Interestingly, membership of a professional society and holding a professional qualification can help you earn more. Research commissioned by the Consultative Committee for Professional Management Organisations found that such individuals earn on average £152,000 more over a lifetime (£81,000 from holding a professional qualification and £71,000 from being a member of a professional society). Their chances of being employed also increase by 9% because of the transferable skills on offer. Just goes to show that employers value highly the skills developed by professional societies. You will also get the attraction of letters after your name and the benefit it will bring to your CV.
The main Professional Body for mathematicians working in business or industry is the Institute of Mathematics and its Applications (IMA). Many Academic mathematicians working in universities are also active members of the IMA.
Top Tip: Student membership of the IMA only costs £10 per year, and will look really good on job applications.
What is the Institute of Mathematics and its Applications (IMA)?
All mathematics graduates, and individuals with an appreciation of mathematics, are welcome to join the IMA; the professional and learned society for qualified and practising mathematicians. The IMA promotes mathematics in commerce, education, industry, the public sector, and research. The IMA is the only organisation to award the Chartered Mathematician (CMath) designation.

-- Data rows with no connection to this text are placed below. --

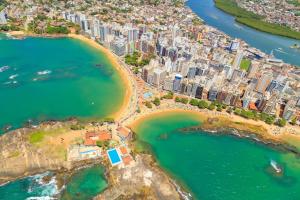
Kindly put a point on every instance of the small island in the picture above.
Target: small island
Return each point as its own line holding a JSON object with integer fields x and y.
{"x": 170, "y": 66}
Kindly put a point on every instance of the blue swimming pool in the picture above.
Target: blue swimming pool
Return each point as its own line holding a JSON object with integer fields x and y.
{"x": 114, "y": 156}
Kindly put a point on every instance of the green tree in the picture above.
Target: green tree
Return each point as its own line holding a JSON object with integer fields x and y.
{"x": 177, "y": 99}
{"x": 184, "y": 100}
{"x": 194, "y": 102}
{"x": 148, "y": 104}
{"x": 212, "y": 106}
{"x": 156, "y": 101}
{"x": 281, "y": 122}
{"x": 202, "y": 104}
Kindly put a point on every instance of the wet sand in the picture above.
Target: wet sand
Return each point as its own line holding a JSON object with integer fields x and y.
{"x": 259, "y": 128}
{"x": 125, "y": 76}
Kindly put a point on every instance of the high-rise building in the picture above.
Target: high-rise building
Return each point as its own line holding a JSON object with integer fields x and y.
{"x": 234, "y": 46}
{"x": 146, "y": 71}
{"x": 96, "y": 28}
{"x": 158, "y": 77}
{"x": 118, "y": 46}
{"x": 3, "y": 17}
{"x": 177, "y": 82}
{"x": 253, "y": 69}
{"x": 168, "y": 84}
{"x": 212, "y": 94}
{"x": 238, "y": 59}
{"x": 199, "y": 91}
{"x": 289, "y": 111}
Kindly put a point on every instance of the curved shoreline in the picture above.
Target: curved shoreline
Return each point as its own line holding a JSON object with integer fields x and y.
{"x": 113, "y": 59}
{"x": 226, "y": 122}
{"x": 120, "y": 69}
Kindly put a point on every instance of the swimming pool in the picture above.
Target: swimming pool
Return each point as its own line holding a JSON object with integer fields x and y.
{"x": 114, "y": 156}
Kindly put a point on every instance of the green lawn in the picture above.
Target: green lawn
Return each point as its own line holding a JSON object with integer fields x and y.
{"x": 245, "y": 64}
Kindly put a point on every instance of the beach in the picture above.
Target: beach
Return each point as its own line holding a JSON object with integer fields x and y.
{"x": 124, "y": 74}
{"x": 223, "y": 121}
{"x": 114, "y": 60}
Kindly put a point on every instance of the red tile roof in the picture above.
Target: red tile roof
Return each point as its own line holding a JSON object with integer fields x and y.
{"x": 252, "y": 106}
{"x": 123, "y": 150}
{"x": 123, "y": 131}
{"x": 104, "y": 136}
{"x": 127, "y": 160}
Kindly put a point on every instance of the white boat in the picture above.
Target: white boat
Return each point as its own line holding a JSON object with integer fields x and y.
{"x": 44, "y": 72}
{"x": 275, "y": 166}
{"x": 4, "y": 68}
{"x": 13, "y": 76}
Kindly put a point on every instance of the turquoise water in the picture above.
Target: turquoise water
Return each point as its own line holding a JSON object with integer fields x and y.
{"x": 29, "y": 188}
{"x": 263, "y": 41}
{"x": 219, "y": 167}
{"x": 85, "y": 184}
{"x": 55, "y": 79}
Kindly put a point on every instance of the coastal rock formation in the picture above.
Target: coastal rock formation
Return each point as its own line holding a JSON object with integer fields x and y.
{"x": 142, "y": 180}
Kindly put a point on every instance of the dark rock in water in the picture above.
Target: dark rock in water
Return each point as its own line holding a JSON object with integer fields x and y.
{"x": 163, "y": 136}
{"x": 47, "y": 179}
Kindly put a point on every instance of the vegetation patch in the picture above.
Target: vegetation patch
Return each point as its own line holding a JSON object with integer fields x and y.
{"x": 36, "y": 137}
{"x": 255, "y": 21}
{"x": 245, "y": 64}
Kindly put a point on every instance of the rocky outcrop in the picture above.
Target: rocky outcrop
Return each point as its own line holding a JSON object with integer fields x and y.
{"x": 142, "y": 180}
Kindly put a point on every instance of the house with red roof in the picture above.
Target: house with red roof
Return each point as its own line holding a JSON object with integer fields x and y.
{"x": 91, "y": 138}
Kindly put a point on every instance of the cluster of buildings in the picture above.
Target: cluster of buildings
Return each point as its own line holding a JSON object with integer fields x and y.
{"x": 3, "y": 17}
{"x": 281, "y": 12}
{"x": 96, "y": 143}
{"x": 188, "y": 57}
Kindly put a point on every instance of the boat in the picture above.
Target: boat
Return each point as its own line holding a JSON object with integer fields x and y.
{"x": 44, "y": 72}
{"x": 275, "y": 166}
{"x": 4, "y": 68}
{"x": 295, "y": 46}
{"x": 13, "y": 76}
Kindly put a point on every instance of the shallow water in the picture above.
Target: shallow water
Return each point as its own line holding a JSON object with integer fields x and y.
{"x": 55, "y": 79}
{"x": 29, "y": 188}
{"x": 85, "y": 184}
{"x": 219, "y": 167}
{"x": 266, "y": 42}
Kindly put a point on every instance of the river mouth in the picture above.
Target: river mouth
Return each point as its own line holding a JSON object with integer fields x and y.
{"x": 55, "y": 79}
{"x": 226, "y": 23}
{"x": 218, "y": 166}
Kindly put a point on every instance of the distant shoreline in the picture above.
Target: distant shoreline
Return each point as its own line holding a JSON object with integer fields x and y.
{"x": 260, "y": 129}
{"x": 255, "y": 21}
{"x": 124, "y": 76}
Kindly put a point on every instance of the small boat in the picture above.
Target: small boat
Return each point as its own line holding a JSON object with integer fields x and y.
{"x": 275, "y": 166}
{"x": 44, "y": 72}
{"x": 13, "y": 76}
{"x": 4, "y": 68}
{"x": 295, "y": 46}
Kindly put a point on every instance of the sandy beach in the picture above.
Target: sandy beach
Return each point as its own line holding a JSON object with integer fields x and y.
{"x": 125, "y": 76}
{"x": 289, "y": 134}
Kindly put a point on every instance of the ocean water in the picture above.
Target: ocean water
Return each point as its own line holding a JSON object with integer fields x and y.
{"x": 29, "y": 188}
{"x": 218, "y": 166}
{"x": 85, "y": 184}
{"x": 55, "y": 79}
{"x": 266, "y": 42}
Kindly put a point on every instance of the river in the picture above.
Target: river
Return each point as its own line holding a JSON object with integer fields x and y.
{"x": 214, "y": 17}
{"x": 218, "y": 166}
{"x": 57, "y": 78}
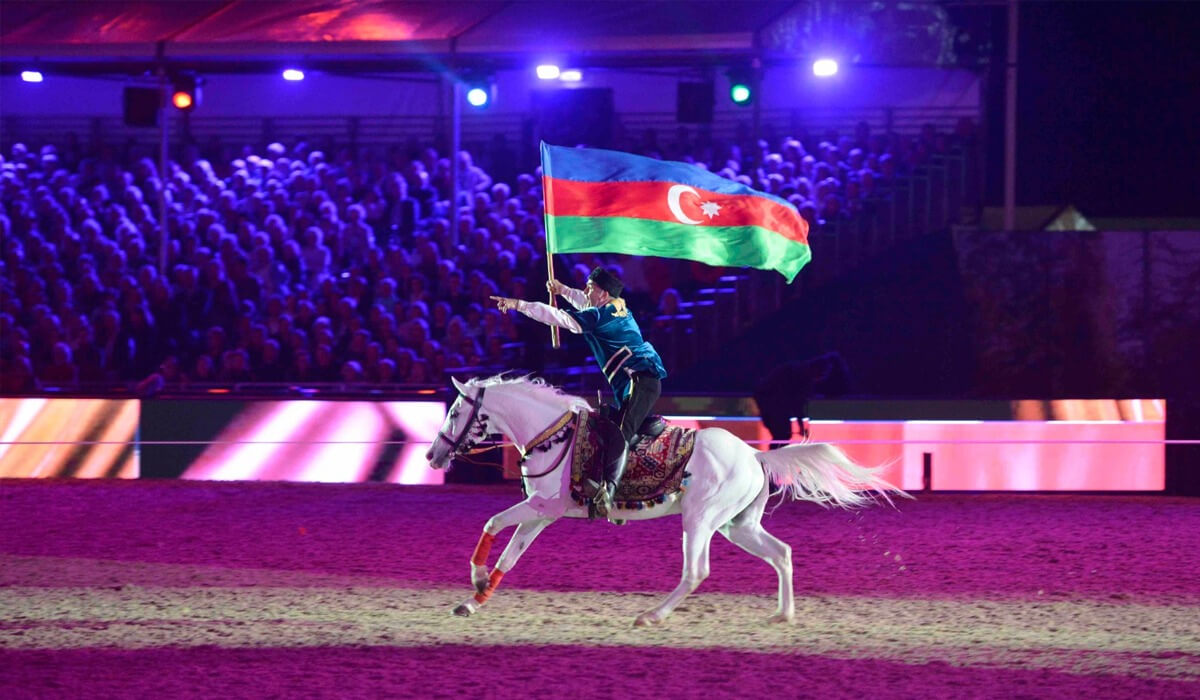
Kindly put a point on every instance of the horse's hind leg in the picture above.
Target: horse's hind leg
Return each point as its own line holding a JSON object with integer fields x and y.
{"x": 521, "y": 540}
{"x": 696, "y": 539}
{"x": 748, "y": 533}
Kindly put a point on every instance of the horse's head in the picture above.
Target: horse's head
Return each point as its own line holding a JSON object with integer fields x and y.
{"x": 466, "y": 424}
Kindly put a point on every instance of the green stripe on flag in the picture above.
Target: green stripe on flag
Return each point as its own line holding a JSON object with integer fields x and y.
{"x": 736, "y": 246}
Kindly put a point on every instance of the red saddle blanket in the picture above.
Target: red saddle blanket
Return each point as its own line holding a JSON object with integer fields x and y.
{"x": 654, "y": 470}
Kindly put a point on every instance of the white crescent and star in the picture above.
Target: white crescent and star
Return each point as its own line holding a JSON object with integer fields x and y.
{"x": 711, "y": 209}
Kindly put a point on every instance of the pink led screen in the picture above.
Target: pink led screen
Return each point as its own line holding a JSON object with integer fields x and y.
{"x": 1000, "y": 455}
{"x": 324, "y": 441}
{"x": 67, "y": 437}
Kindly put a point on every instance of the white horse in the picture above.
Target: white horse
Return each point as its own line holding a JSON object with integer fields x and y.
{"x": 727, "y": 491}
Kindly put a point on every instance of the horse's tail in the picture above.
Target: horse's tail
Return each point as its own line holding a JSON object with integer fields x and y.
{"x": 823, "y": 474}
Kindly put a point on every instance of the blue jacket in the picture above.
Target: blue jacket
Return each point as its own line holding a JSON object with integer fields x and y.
{"x": 618, "y": 346}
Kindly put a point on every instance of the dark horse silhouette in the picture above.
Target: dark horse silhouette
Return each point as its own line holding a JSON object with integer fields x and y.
{"x": 786, "y": 389}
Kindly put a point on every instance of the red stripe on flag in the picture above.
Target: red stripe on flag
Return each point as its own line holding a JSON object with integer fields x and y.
{"x": 651, "y": 201}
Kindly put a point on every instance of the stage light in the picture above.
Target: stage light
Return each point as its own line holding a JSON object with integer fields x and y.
{"x": 825, "y": 67}
{"x": 477, "y": 97}
{"x": 743, "y": 81}
{"x": 186, "y": 93}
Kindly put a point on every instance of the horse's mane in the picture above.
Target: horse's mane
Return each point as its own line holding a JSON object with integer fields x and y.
{"x": 534, "y": 388}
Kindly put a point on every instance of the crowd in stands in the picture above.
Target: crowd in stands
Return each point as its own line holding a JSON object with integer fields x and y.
{"x": 303, "y": 264}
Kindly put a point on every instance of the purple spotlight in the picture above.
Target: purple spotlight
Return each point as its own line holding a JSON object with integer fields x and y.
{"x": 825, "y": 67}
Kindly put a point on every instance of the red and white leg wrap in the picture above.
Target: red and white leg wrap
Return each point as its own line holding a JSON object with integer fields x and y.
{"x": 481, "y": 549}
{"x": 492, "y": 582}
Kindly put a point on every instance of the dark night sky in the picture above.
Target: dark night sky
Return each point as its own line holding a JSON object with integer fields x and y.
{"x": 1108, "y": 108}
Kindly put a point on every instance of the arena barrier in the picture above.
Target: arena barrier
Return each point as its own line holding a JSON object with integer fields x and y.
{"x": 1105, "y": 446}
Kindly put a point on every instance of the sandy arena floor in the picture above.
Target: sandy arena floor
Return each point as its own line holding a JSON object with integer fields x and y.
{"x": 185, "y": 588}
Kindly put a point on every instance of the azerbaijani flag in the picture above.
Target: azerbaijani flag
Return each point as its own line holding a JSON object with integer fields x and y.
{"x": 603, "y": 201}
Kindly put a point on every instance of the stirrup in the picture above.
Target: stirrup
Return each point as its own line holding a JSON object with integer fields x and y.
{"x": 603, "y": 501}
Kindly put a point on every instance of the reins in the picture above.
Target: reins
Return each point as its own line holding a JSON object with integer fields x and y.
{"x": 564, "y": 425}
{"x": 559, "y": 431}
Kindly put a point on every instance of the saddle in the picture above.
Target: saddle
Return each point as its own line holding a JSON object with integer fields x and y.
{"x": 653, "y": 471}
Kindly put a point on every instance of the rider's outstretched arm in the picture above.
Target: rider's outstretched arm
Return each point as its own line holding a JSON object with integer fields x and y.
{"x": 549, "y": 315}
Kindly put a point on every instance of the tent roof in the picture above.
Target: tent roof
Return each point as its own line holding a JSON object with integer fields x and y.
{"x": 246, "y": 34}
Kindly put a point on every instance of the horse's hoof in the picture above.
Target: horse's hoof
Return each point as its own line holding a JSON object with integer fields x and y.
{"x": 647, "y": 620}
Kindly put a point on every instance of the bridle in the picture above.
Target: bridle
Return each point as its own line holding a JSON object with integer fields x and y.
{"x": 475, "y": 429}
{"x": 477, "y": 423}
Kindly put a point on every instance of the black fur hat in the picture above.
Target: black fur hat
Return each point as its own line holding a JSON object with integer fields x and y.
{"x": 606, "y": 281}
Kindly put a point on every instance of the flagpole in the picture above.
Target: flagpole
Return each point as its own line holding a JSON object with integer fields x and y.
{"x": 550, "y": 271}
{"x": 550, "y": 257}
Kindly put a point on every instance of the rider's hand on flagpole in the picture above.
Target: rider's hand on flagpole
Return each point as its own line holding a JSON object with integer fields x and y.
{"x": 504, "y": 303}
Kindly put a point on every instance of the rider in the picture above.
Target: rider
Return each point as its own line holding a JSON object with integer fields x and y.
{"x": 630, "y": 364}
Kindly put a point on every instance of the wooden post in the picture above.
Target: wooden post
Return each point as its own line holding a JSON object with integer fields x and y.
{"x": 550, "y": 275}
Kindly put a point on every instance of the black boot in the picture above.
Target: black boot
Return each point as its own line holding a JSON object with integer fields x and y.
{"x": 607, "y": 489}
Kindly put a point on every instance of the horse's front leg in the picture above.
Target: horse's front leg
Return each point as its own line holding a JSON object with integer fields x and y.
{"x": 531, "y": 519}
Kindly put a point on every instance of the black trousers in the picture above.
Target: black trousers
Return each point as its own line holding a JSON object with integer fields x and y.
{"x": 646, "y": 389}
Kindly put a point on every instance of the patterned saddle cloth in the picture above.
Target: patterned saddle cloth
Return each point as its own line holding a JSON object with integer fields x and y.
{"x": 653, "y": 471}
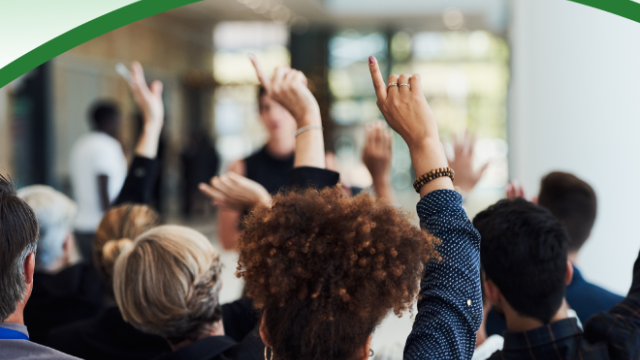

Why should I join the IMA?
What better way to demonstrate your commitment to your career and mathematics than by joining a mathematics organisation.
The benefits for becoming a member of the IMA are:
- Recognition of qualifications and experience through the use of post nominals; designatory letters for Associate Members (AMIMA), Members (MIMA) and Fellows (FIMA).
- Stand out from the crowd by gaining the Chartered Mathematician designation.
- Help achieving the CMath designation through the Initial Professional Development Scheme, the Graduate Training Scheme and the Programme Approval scheme.
- Chartered Mathematics Teacher and Chartered Scientist designations also available.
- Keep up-to-date with developments in mathematics through the IMA’s publication Mathematics Today (six issues per year).
- Attend Early Career Mathematicians’ conferences.
- Engage with your local branch.
- Opportunity to record your continuing professional development.
- Reduced rates for members at IMA conferences and to IMA journal subscriptions.
What is the Chartered Mathematician designation?
Graduating from university doesn’t mean that your education ends there. To help you do your job better, you will need to stay up-to-date with developments in your field (known as professional development).
The CMath designation recognises not only your academic qualification but also your professional development.
Being a Chartered Mathematician will:
- Identify you as being at the forefront of your profession.
- Broaden your career options.
- Provide employers with an assurance of expertise and competence.
- Encapsulate standards of professional excellence across mathematics in the 21st
- Benchmark you at the same level as a Chartered Engineer.
The standard route to gaining the CMath designation is:
- An MMath honours degree; or,
- A BSc honours degree in mathematics followed by either a higher level taught or research degree, or subsequent training and experience through employment; and,
- At least five years postgraduate training and experience, requiring the application of mathematical knowledge.
Full criteria details for the CMath designation, and details of the other chartered designations, are available on the IMA website.